CF 72E - Ali goes shopping

We are given a lowercase string and must find the substring that appears the largest number of times inside it. Occurrences may overlap. Among all substrings with the same maximum frequency, we choose the longest one.

CF 72E - Ali goes shopping

Rating: 1800
Tags: *special, brute force, strings
Solve time: 7m 34s
Verified: yes

Solution

Problem Understanding

We are given a lowercase string and must find the substring that appears the largest number of times inside it. Occurrences may overlap. Among all substrings with the same maximum frequency, we choose the longest one. If there is still a tie, we choose the lexicographically largest substring.
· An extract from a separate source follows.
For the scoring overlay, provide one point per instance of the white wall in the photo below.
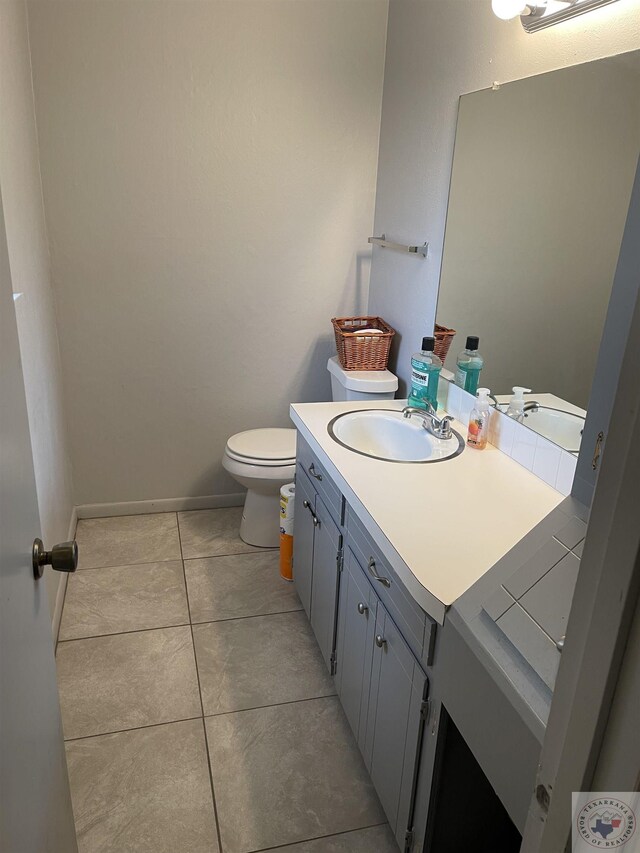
(29, 261)
(209, 176)
(436, 51)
For example, in abab, the substring a appears twice and ab also appears twice. Since both have the same frequency, we prefer the longer one, so the answer becomes ab.

The input size changes the entire character of the problem. The string length is at most 30, which is extremely small. A cubic or even quartic algorithm is completely fine here. The total number of substrings of a string of length n is n(n+1)/2, which is only 465 when n = 30. That means we can directly generate every substring and count how many times it occurs without worrying about performance.

The main difficulty is not efficiency but handling the tie-breaking rules correctly. A careless implementation can easily produce the wrong answer even if the frequencies are computed correctly.

One easy mistake is forgetting that overlaps are allowed. Consider:

aaaa

The substring aaa appears twice: once starting at index 0 and once at index 1. An implementation using non-overlapping matching would incorrectly count only one occurrence.

Another common mistake is handling ties incorrectly. Consider:

abab

Both a and ab appear twice. The correct answer is ab because longer substrings are preferred when frequencies match.

The final tie-breaker is lexicographical order. Consider:

ababcdcd

The substrings ab and cd both appear twice and both have length 2. Since cd is lexicographically larger, the correct answer is:

cd

An implementation that updates the answer only on strictly larger frequency or length would silently fail here.

Approaches

The most direct approach is to generate every possible substring and count how many times it appears in the original string.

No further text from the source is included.